Il travaillait rue de Berri, une jolie rue parisienne qui débouche sur les Champs-Elysées. Le long des trottoirs, les hôtels de luxe, assez discrets mais reconnaissables à un menu extrêmement cher et aux cinq étoiles affichées sur la façade, reconnaissables aussi à quelques taxis patientant devant l’entrée et à un hôtelier en costume grenat, suggérant un univers de luxe et de volupté, mal accordé à cet environnement prosaïque et banal d’immeubles qui se succèdent, les uns après les autres, un hôtelier ridicule.
Il marchait dans cette rue, l’air affairé. Son visage de parisien coiffé de courts cheveux bruns était figé. Il ne s’agissait pas de mauvaise humeur, pas du masque arrogant de l’homme pressé. Juste du visage plat, de celui qui marche et ne pense à rien. Du moins à rien de profond, de décisif. C’était le visage automatique du marcheur au but précis. Il y avait quelque chose de maladroit, de balancé dans la démarche, le poignet serrant une sacoche en cuir noir, aux multiples rabats. Sous son costume noir, une chemise grise à la coupe ajustée habillait élégamment ses épaules. Peut-être ai-je accordé une trop grande attention aux détails car l’ensemble était extrêmement habituel : ce n’était qu’un homme en costume allant travailler dans une rue parisienne.
Mais là où rien de particulier n’apparaissait, une impression radicale émanait de lui. Peut-être la force réelle de cette impression prenait-elle place dans ses yeux : une lueur de folie dilatait ses pupilles, une lueur de folie qui n’avait rien de maladif. Pas une folie clinique. Mais la lueur ne restait pas cantonnée à son regard, elle irradiait tout le corps, tous ses membres et tous ses gestes. Impossible pourtant de dire ce qui n’allait pas, il n’y avait de symptômes ni dans son apparence ni dans sa démarche. Les passants, ceux qui sur le même trottoir marchaient dans l’autre sens et le frôlaient en coup de vent, bien que certains aient manifestement senti quelque chose chez cet homme, quelque chose de bizarre, perdaient dans l’instant cette impression et s’éloignaient en oubliant instantanément cet homme, un homme après tout très normal.

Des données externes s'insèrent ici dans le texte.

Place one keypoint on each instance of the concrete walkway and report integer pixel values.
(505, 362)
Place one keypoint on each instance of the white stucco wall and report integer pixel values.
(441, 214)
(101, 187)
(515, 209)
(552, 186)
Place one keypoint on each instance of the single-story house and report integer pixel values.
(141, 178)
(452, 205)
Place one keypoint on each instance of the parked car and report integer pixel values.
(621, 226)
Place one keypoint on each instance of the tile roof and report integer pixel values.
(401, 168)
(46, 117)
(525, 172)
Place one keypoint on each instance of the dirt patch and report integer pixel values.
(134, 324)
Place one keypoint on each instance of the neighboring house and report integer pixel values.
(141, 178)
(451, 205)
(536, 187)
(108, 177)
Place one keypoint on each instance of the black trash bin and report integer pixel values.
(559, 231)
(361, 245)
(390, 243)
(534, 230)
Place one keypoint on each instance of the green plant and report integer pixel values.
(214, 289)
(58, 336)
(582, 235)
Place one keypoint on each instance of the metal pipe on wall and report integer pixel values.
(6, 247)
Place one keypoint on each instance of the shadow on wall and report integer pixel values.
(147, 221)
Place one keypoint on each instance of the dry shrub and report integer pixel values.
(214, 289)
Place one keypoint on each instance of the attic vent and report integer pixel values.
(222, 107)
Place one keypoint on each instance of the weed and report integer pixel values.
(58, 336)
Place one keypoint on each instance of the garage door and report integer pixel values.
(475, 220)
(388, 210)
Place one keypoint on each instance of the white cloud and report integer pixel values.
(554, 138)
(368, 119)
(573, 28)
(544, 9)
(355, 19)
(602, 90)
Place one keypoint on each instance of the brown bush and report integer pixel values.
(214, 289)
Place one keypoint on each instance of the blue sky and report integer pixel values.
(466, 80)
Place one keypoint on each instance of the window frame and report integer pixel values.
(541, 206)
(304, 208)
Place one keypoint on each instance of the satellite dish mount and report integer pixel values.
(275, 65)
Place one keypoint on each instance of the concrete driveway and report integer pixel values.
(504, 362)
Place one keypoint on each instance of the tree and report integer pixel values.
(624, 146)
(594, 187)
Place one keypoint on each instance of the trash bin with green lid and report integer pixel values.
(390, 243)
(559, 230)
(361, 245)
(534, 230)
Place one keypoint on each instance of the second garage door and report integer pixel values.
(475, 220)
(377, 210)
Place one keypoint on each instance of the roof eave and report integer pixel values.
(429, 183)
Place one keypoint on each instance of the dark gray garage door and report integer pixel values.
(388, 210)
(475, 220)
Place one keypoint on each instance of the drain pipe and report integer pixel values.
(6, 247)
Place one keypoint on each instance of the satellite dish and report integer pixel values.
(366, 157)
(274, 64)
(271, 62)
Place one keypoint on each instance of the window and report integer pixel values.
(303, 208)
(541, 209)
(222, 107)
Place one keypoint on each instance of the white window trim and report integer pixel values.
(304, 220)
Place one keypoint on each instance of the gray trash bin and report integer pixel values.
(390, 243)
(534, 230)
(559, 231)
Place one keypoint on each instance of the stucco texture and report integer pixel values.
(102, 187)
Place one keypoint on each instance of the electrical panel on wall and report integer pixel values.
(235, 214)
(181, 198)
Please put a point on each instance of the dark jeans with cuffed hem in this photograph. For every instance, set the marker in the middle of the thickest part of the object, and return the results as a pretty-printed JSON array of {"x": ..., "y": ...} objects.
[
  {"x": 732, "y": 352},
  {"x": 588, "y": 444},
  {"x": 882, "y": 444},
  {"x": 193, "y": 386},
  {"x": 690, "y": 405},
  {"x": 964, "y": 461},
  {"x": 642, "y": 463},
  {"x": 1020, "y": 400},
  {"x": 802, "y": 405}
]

Qui était cet homme ? Que sentait-il ?
Il travaillait dans un fonds d’investissement. Il scrutait des courbes, ouvrait ses courriels, discutait des nouveaux projets avec ses collègues en réunion. Et il s’en foutait complètement. Il y avait bien quelques défis parfois, quelques moments où il oubliait que si tout cela avait peut-être un sens, cela n’en avait pas pour lui. Que les fonds d’investissement, c’est de la merde, qu’il lui fallait trouver vite une échappatoire à ce travail, à cette vie, parce que le risque majeur, c’est qu’avec le temps on s’habitue.
Il était perdu, comme un homme qui perd tous ses repères, qui ne sait pas s’il doit prendre une décision, s’il peut modifier réellement cet état de choses, si autre chose de mieux est possible. Il marchait dans la rue, l’œil hagard et si dans son visage, on voyait qu’aucune pensée décisive ne l’atteignait, c’est parce que ces angoisses, ces introspections, se noyaient dans un sentiment de mal-être. Il se sentait mal, n’aimait pas ces gens avec qui il travaillait. Sa grande révolte se fragmentait en angoisses et ses angoisses devenaient des aigreurs.
Là était l’enjeu : il ne fallait pas qu’il oublie, cet homme remarquable, cet homme qui avait compris. Il ne fallait pas qu’il oublie que les fonds d’investissement, c’est de la merde.